‹ Prequel: Hold Me Down
Status: on haitus.

Nothing Like You.

Surpressed By All My Childish Fears.

“Tucker, how many times are you going to be back in my office this year?”

I noticed the hint of boredom and annoyance in the school nurses voice. This is the twenty-third time I’ve been in her office for something more than just a pack of ice. She had to use one of those butterfly bandages to hold a cut together on my forehead. Dad was going to flip.

I just gave her the same smile I’ve been giving and walked out of her office. I noticed Annie was sitting on the small row of benches along the corridor—waiting for me as she always does if I’m not in English. For the first time I just walked by her, didn’t look at her and I didn’t even stop as she called my name.

As soon as I rounded the corner I booked it; I ran out of the main entrance, not caring about signing out. I was already in shit for fighting once again—well defending myself.
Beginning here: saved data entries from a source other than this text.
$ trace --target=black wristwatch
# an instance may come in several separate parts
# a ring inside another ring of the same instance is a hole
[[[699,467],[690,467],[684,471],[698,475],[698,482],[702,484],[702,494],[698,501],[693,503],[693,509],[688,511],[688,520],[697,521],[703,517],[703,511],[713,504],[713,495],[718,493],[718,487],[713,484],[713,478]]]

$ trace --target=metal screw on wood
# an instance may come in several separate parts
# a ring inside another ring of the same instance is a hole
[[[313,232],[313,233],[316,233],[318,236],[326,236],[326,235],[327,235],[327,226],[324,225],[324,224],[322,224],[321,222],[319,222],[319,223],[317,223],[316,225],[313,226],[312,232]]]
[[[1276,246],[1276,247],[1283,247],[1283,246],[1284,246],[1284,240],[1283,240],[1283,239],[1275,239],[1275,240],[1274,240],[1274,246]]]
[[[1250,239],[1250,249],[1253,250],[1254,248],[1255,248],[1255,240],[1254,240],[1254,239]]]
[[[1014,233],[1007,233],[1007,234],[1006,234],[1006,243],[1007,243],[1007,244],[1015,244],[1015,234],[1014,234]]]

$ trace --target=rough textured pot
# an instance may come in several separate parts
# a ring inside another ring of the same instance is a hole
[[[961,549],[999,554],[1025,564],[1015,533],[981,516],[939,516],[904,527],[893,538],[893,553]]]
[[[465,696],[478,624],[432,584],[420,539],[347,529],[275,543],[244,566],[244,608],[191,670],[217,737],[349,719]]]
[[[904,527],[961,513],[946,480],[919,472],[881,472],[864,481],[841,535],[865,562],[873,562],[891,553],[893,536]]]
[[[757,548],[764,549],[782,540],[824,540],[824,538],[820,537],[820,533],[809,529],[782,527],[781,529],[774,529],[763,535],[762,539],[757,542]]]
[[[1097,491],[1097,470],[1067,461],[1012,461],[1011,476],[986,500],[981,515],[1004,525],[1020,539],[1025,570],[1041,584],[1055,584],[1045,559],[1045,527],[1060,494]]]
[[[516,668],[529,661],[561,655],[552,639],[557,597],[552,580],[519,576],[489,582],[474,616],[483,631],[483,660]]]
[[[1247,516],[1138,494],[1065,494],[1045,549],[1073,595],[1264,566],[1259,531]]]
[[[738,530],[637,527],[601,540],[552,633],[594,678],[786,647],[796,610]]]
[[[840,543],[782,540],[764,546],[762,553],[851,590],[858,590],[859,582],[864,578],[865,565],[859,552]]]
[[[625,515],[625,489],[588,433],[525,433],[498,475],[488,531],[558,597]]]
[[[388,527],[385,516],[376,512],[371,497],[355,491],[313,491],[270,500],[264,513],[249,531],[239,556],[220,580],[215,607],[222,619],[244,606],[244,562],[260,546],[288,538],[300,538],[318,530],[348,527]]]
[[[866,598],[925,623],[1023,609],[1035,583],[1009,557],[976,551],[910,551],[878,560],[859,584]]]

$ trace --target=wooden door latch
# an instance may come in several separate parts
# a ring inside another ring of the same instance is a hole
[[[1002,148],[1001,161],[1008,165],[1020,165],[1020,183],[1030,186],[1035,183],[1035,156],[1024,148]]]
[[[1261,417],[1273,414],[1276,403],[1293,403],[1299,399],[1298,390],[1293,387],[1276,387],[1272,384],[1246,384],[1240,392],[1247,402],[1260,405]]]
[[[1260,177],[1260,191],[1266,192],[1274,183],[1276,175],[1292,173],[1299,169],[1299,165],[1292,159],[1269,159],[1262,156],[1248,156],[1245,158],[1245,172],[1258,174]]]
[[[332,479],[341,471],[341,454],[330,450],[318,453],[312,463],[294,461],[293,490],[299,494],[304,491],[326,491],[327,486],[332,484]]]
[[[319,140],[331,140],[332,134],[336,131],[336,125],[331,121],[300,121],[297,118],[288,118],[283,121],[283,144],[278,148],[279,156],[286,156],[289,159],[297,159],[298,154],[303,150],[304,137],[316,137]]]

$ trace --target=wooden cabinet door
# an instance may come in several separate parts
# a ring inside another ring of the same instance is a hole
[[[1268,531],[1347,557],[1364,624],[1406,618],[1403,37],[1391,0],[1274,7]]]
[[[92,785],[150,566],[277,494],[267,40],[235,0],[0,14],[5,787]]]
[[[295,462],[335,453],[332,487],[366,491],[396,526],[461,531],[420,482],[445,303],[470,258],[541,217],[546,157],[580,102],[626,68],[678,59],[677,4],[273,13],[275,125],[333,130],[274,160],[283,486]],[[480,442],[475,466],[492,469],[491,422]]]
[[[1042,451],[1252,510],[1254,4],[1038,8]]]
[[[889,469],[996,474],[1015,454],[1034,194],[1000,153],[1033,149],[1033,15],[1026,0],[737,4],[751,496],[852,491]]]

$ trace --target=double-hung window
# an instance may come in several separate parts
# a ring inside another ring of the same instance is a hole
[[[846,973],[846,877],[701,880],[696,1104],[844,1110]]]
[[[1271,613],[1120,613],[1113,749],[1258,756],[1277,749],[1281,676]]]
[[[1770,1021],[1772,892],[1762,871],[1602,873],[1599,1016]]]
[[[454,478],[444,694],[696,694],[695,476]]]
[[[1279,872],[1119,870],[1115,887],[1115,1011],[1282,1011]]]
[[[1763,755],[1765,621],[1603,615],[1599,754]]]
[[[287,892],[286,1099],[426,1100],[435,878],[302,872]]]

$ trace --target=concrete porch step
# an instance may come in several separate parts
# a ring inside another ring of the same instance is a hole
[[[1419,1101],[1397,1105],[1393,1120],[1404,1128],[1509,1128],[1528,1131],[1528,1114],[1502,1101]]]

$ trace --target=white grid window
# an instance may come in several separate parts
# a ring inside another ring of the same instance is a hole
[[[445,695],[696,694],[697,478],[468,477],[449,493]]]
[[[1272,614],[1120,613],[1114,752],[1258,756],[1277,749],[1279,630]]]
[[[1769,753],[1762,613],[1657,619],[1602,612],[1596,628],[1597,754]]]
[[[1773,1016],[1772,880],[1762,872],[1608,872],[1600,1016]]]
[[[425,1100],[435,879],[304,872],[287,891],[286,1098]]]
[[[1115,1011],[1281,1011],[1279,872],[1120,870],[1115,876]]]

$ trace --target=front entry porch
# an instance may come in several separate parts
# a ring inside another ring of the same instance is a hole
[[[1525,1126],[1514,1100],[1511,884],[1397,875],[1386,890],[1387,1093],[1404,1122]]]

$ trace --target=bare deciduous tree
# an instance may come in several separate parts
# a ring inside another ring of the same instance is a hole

We were only six blocks away from our apartment complex, Frank would be home—I didn’t really want to deal with him.

I headed towards the shore, it was only a ten block walk and let’s face it, I had all the time in the world till seven, when Dad got home. I could just tell Frank I was with Annie, unless she by chance calls and asks of my whereabouts—then I’m fucked. I just shrugged to myself and walked to the shore.

I remember everything from my childhood—I resented my birth parents with great passion. I remember how much pain I went through, how could they put those substances in my small body? Withdraw was a bitch, I remember I would cry and cry for hours at a time, sometimes Mikey wasn’t even there to hold me.

It was so cold and dark my first night in Hope Falls, I was so scared. I noticed I was the youngest person there and Mikey was second in age to mine. That’s what drew me to him, he looked younger than most of the other patients. The sound of the waves crashing brought me out of my nightmarish thoughts. I glanced out across the ocean in front of me.

The sound was soothing to my thoughts, almost a lulling to sleep; I knew better than to doze off though. I watched families, all with more than one child and all with a woman and a man. One more child to be spared from the pain of being tormented of having two fathers, or two mothers—what’s wrong with my family? I have love and support, more than what I ask for, more than what I need;more than I actually acknowledge.

I have someone who is constantly there for more, telling me when I’ve done my best and that was good enough. I don’t have high expectations, I come from a home where I was actually nurtured once I was fixed from the mess of a home-life I had before. I hate the nightmares, the memories—before Mikey.

When I was younger he was my dad, now that I’m older he’s my best friend. I remember that first time Annie told me her mom said she couldn’t be my friend. I was only five or six and I could only think as I cried to Mikey—the pretty girl can’t be my friend—why does having two daddies have to matter?

I know now that not many people understand, well no, let me rephrase this; most people can’t get past the fact that it’s ‘immoral’ for two people of the same sex to be together. Just because Frank’s not my favorite person on the planet and I’d rather see Mikey do better—I still see the way his eyes light up whenever Frank’s near, or when they embrace or kiss, you can feel it in their air, the love they have for each other, it’s real, and it’s genuine.

I want a love like that, something that’s going to last. I felt the cool breeze brush through my hair. I closed my eyes and let the sea breeze wash over me, the smell of the salt water invading my nostrils—my small break from this hell that is my life.